Typically warnings for customers about charges for using other banks' cash machines will comprise little more than a brief note sent out with a statement or a sign in a branch. The Co-operative Bank, for example, recently notified customers on the bottom of account statements that it would now cost 2 per cent, or a minimum of pounds 2, to use Visa or Plus cash machines, unless the machine was also part of the Link network.
Whether there is a charge can also depend on what type of account a customer has. Abbey National has just entered an ATM sharing arrangement with Midland Bank that will usually allow customers of either to use the other's cashpoints free. But Abbey customers who only hold a savings account will be charged for making withdrawals from either an Abbey or a Midland machine.

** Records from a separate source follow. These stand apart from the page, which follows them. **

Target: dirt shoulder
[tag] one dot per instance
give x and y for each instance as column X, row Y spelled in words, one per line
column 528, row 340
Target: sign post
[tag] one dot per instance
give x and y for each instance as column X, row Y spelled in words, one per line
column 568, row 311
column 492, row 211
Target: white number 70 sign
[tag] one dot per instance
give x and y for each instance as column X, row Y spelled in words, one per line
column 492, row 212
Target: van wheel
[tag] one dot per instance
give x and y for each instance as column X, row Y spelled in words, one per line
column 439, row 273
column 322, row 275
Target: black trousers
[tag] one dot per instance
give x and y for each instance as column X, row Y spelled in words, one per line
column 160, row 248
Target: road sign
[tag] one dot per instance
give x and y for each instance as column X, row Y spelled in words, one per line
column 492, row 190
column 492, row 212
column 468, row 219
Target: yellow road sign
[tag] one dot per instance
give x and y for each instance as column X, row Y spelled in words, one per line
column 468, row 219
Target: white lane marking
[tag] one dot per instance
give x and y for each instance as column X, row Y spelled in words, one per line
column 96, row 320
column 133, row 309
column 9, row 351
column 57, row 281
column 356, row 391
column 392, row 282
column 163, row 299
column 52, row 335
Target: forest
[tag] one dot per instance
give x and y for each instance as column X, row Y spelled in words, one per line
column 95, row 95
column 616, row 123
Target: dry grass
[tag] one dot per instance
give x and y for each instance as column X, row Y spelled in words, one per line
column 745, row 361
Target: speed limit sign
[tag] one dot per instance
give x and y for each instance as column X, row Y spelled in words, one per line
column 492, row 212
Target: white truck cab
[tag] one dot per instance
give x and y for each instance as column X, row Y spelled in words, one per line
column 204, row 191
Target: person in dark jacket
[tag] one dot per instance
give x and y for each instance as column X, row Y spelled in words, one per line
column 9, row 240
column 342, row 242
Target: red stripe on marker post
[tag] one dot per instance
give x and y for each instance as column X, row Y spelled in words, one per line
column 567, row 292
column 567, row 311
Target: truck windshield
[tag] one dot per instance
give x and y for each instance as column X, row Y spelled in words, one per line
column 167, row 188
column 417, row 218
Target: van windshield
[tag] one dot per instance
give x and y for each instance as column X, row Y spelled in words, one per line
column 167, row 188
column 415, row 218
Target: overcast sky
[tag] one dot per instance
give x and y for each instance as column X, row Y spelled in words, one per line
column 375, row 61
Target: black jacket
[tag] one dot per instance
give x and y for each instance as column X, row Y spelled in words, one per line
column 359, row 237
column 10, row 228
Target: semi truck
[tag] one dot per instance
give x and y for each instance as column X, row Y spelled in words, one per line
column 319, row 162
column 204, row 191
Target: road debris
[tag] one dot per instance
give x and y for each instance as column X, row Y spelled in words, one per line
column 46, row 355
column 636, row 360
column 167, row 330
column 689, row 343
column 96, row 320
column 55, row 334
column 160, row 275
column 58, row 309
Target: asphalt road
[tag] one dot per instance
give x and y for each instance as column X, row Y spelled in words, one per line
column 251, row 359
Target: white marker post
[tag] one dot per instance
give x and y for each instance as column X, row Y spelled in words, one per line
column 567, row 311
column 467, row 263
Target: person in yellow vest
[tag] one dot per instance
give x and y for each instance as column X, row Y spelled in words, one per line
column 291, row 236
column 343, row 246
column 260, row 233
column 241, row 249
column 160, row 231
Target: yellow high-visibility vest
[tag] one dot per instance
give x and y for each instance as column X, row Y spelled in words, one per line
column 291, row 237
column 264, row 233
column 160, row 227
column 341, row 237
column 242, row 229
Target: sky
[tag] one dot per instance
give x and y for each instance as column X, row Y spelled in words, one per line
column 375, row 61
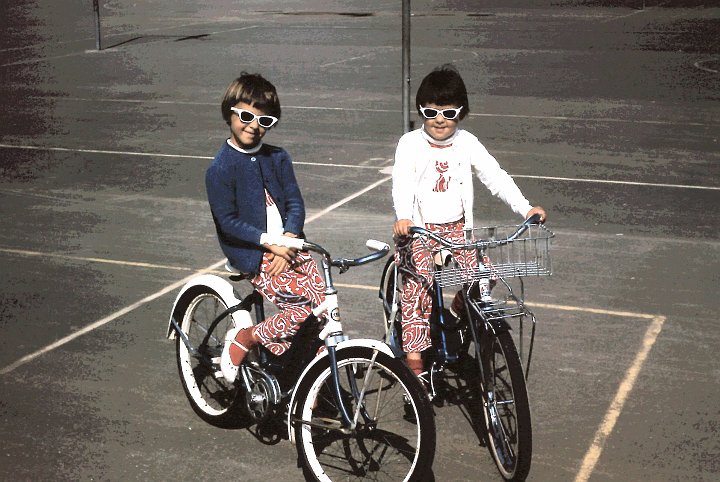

The Halifax is about to announce its own ATM sharing arrangement with Midland but has not yet decided whether to pass on any charge for the service to its customers.
There are three main card-sharing arrangements in Britain. The Link network, which comprises the building societies and the Co-op and TSB banks, allows shared use of machines but in some cases there will be a charge. Customers also have access to the Plus network overseas, and may not be charged for using these machines. Link says it is about to announce an important expansion in its membership.
The Mint network combines Midland, NatWest and TSB cashpoints. Customers of these banks can use any machines in the network for free. Then there is the 4 Banks arrangement, which allows Barclays, Lloyds, the Royal Bank of Scotland and the Bank of Scotland customers to use each others' machines free. Lloyds and TSB customers can also enjoy free use of each others' machines since the two banks merged.
Other networks are primarily for people travelling abroad and will normally, though not always, mean a fee for use. These are Visa, Plus, MasterCard and Cirrus. Before going abroad, it is sensible to check with the card issuer what charges and what exchange rates apply, and what the daily maximum is for withdrawals.
It might be considered outrageous that the cashpoints themselves do not tell customers, either by a fixed sign or a screen message, what charges they are incurring. The banks say this is technically difficult, because it is up to the customer's bank to decide what, if any, charge is passed on. However, some admit it is not to their commercial advantage to point out that a charge will be made.
Banks are now acutely aware of the cost of their branch networks, and where they are keeping branches open they are keen to maximise use of them. Indeed, this commercial impetus is behind the growing number of cashpoint-sharing agreements that will be announced in the coming weeks and months.
Unfortunately, however, the arrangements can also be so complex and change so frequently that customers may well find that even bank staff do not understand them.